Entzugserscheinungen

Heute kein Fußball

Eigentlich vermisse es ja nicht wirklich, ich meine das Fußballspiel heute Abend. Ich schaue ja nur die wirklich wichtigen Spiele. Das sind die unserer Jungs und die sind ja erst am Samstag wieder dran. Seit dem 4:1 gegen England brenne sogar ich auf die nächste Runde. Wohlgemerkt am Samstag. Ich lehne schon einmal kategorisch alle Termine ab, die mir irgendwie in die Quere kommen könnten.

Wir sind wieder dran. Die Freunde kommen zum Spiel und anschließendem Grillen zu uns. Gerade stürzt mein Mustermann (MM) kurz ins Haus und zieht sich eine Shorts an, auch im Büro ist es brüllend heiß. Nebenbei bemerkt er nur: Schade,  heute Abend ist ja gar kein Fußball.

Die  Titelseite der Zeitung ist voll damit. Zwei Tage WM Pause. Im Radio lief schon ein Special: Kann die WM süchtig machen? Ein Psychologe erklärte etwas zu Entzugserscheinungen.  Unruhe, Konzentrationsprobleme, alles Folgen wenn das Suchtmittel fehlt. Und das soll passieren, wenn es einmal zwei Tage kein Spiel zu schauen gibt? Ich bin sprachlos. Okay, etwas gestresst wirkte mein Mustermann eben, aber ich denke, es lag eher daran, dass er gerade einen kniffeligen Geschäftstermin hatte und heute schon 500 Kilometer über die Autobahn gerast ist.

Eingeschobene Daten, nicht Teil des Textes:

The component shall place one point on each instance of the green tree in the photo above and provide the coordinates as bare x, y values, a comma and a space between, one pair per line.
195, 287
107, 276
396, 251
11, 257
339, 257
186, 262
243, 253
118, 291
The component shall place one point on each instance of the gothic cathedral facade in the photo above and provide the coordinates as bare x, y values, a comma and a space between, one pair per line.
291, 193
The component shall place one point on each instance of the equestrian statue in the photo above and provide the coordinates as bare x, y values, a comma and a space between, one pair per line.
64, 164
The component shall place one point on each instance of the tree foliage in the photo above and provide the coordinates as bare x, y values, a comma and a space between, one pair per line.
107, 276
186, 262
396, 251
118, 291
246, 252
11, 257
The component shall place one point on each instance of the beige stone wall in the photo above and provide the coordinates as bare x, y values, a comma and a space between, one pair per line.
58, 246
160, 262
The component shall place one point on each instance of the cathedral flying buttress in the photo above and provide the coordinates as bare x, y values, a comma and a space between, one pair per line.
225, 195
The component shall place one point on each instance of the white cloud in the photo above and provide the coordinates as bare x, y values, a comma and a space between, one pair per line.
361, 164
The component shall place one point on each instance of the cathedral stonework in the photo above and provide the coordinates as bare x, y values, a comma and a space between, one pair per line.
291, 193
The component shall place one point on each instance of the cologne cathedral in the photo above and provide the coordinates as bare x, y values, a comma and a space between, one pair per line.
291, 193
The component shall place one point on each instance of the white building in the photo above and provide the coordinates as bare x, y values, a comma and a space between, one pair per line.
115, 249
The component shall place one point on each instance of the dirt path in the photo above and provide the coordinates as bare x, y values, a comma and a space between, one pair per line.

Wir besprechen noch schnell den Abend. Um sieben müssen wir los. Carmen wird bei den Freilicht-Festspielen in der Nachbarstadt gegeben. Ich erinnere ihn daran. Irgendwie ist es total schwül und ich habe so gar keine Lust auf Kultur. Sich bei der Hitze aufhübschen und eng eingezwängt auf steifen Stühlen hocken, elend lang Musik lauschen, die kein Mensch versteht. Ich kann es mir nicht schön reden.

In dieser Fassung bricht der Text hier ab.